The Long Legs of the Silver Rally

US Special Forces put a bullet through Osama bin Laden’s head yesterday. Unwittingly, this elite fighting force may have also thrust a stake through the heart of the silver market.

We will leave it to Wolf Blitzer and other world news commentators to articulate the geopolitical significance of bin Laden’s rendezvous with 40 virgins. Our beat is financial…and in our little corner of the news world, the death of bin Laden seems like a perfect excuse for a long-overdue dollar rally…and silver selloff.

The silver market has been hot…red hot…probably too hot. The dollar, for its part, has been stone cold – sinking lower and lower with almost every trading day. Both assets are fully deserving of their respective price trends. The silver market, in other words, deserves to be soaring against the US dollar. And over the next few years, your California editor would not be surprised to see the silver price top $100…or even $200.

But over the next few weeks, the precious metals are likely to become a bit less precious for a while. Your editor does not raise this caution to suggest that silver be sold. Rather, he raises it to suggest that silver be bought…at lower prices.

To begin this brief analysis of the frothy silver market, please consider one essential fact: the following remarks are no better than guesses. Educated guesses, yes. But guesses all the same. To continue this analysis, please consider a few fascinating data points:

1)    Silver has soared more than 50% so far this year, and 150% during the last 12 months.
2)    The price chart of silver has developed a parabolic trajectory, typical of toppy markets.
3)    Speculative trading activity is dominating many parts of the silver market. For example, recent trading volume in SLV, the $13 billion ETF that represents holdings in silver bullion, has been exceeding the trading volume in SPY, the massive $89 billion ETF that represents the S&P 500 Index. Prior to the recent silver frenzy, SLV would produce only about one quarter the daily trading volume of SPY. But now it is SLV’s trading volume that routinely tops SPY’s!

iShares Silver Trust vs. 5-Day Trading Volume of SPY

4)    Various gauges of investor sentiment are flashing extreme bullish readings for silver. The Elliot Wave’s Daily Sentiment Index shows that 95% of investors are bullish on silver. Likewise, the Market Vane’s Bullish Consensus shows 93% of commodities traders are bullish on silver. When such an overwhelming majority of market participants hold such an overwhelmingly bullish opinion about a given asset, that asset tends to disappoint its fans…at least for a while.

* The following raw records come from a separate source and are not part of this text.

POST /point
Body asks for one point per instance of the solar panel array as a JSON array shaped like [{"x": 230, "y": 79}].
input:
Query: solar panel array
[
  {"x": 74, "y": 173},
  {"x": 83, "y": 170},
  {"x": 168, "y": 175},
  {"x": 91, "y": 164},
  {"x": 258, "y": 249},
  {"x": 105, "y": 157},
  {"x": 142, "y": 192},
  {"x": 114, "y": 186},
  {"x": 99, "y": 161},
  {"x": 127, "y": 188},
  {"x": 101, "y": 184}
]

Taken together, these various signs, indicators and portents say loud and clear that a major correction in the silver market is very likely, very soon. On the other hand, Ben Bernanke’s reckless monetary policy – spearheaded by money-printing escapades that are so moronic only a PhD in economics could possibly devise them – say loud and clear that silver (and gold) are much better long-term bets than the US dollar.

So why bother worrying about short-term risks in the silver market?

Good question. Maybe you shouldn’t…unless you have an interest in converting these short-term risks into a long-term buying opportunity. The silver rally still “has legs,” even if those legs might wobble occasionally.